Während die beiden debattierten, kam der Jogger herangetrabt. Er lief hier seit ein paar Wochen lang, manchmal kaufte er sich was zu trinken. Komischer Vogel. Guckte immer grimmig. Kein Wunder, wenn man um die Zeit durch die Gegend rennt. Schien aber jede Menge Kohle zu haben: edle Klamotten, sauteure Pulsuhr, Blackberry wie eine Dienstwaffe im Oberarmhalfter,die teuersten Clip-Kopfhörer. Der Jogger blickte kurz auf die Streithähne, kam dann auf die Kasse zu, blieb aber drei Meter vorher stehen und hackte plötzlich auf seinen Blackberry ein.
Der Cabrio-Heini reichte dem Kinderwagen-Typ die Hand. Gute Geste.

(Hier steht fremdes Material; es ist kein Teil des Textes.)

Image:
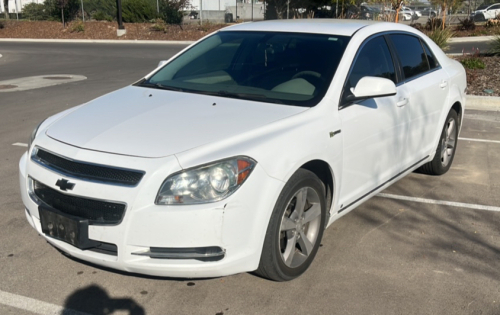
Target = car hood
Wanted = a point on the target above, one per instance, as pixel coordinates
(153, 123)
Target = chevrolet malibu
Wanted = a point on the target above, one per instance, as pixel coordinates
(236, 154)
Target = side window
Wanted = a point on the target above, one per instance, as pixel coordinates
(411, 54)
(373, 60)
(433, 63)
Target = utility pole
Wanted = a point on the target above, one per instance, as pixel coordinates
(201, 12)
(121, 29)
(252, 9)
(83, 13)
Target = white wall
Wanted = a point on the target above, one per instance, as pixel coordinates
(20, 4)
(220, 5)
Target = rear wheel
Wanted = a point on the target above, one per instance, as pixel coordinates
(295, 229)
(446, 148)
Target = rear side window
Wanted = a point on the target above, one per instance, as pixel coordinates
(433, 63)
(373, 60)
(411, 54)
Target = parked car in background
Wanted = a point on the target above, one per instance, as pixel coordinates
(404, 16)
(369, 13)
(429, 12)
(236, 154)
(485, 12)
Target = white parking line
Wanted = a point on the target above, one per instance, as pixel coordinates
(20, 144)
(440, 202)
(35, 306)
(479, 140)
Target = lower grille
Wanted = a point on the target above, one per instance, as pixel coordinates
(96, 211)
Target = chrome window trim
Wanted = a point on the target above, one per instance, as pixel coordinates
(35, 159)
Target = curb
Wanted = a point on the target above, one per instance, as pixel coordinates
(98, 41)
(469, 39)
(476, 102)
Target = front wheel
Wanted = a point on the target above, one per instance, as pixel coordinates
(295, 228)
(446, 148)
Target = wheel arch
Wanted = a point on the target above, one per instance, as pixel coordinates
(324, 172)
(457, 107)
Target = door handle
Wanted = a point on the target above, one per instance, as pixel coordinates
(402, 102)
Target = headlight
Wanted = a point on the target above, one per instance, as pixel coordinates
(33, 135)
(207, 183)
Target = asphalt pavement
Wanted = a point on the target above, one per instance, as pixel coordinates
(436, 250)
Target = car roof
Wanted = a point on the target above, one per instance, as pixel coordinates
(316, 26)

»Zwischen Kasse und Zapfsäulen verdichtete sich soeben eines der großen Dramen des dritten Jahrtausends: die Krise des Mannes.«
Zusammen mit dem besoffenen Bausparer, der in seinem grünen Geländewagen seit über einer Stunde vor der Waschanlage schlief, waren sie in diesem Moment fünf. Fünf Männer um fünf Uhr morgens auf einer Tankstelle. Fünf Schicksale. Fünf Einsamkeiten. Fünf Sorten Fürze. Die Braut und das Baby zählten nicht. Beide nur Dekor. Hier dominierte der Geruch von Bier, Schweiß und Frostschutz. »Die Tankstelle ist das Frauenhaus des Mannes« - der Satz wurde immer besser.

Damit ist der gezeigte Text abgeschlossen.